By 28 November 2014, 27 witnesses had completed their testimony. On that date, only two of the accused were present in court; the others remained fugitives and had not yet been re-arrested.

=== Verdict ===
The verdict in the case was delayed multiple times. It was initially scheduled for 4 February 2015, but postponed, leading to student protests on campus. The final verdict was delivered on 8 February 2015, where five individuals were sentenced to death, and six others received life imprisonment. On the day of the verdict, only five convicts were present in court, while the rest were absconding.

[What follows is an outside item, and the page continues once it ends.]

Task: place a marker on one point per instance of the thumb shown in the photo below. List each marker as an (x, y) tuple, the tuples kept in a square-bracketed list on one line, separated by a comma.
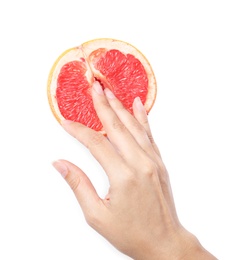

During the pronouncement of the judgment, the presiding judge remarked:

The murder is a consequence of unethical activities among student organizations in public universities.
— Judge ABM Nizamul Haque, presiding judge

This was the first case in which a Bangladeshi public university murder trial resulted in the maximum penalty for the convicted. However, as of January 2024, the verdict had not yet been implemented.

=== Appeals ===
The appeal hearings began on January 2, 2018, in the Appellate Division. Najmul Hasan Plabon and Mahmudul Hasan Masud were acquitted due to lack of evidence. At that time, only seven of the original thirteen accused were in custody. On January 24, four additional defendants, Mazharul Islam, Shafiul Alam, Kamruzzaman, and Abhinandan Kundu, were also acquitted during the appeal proceedings.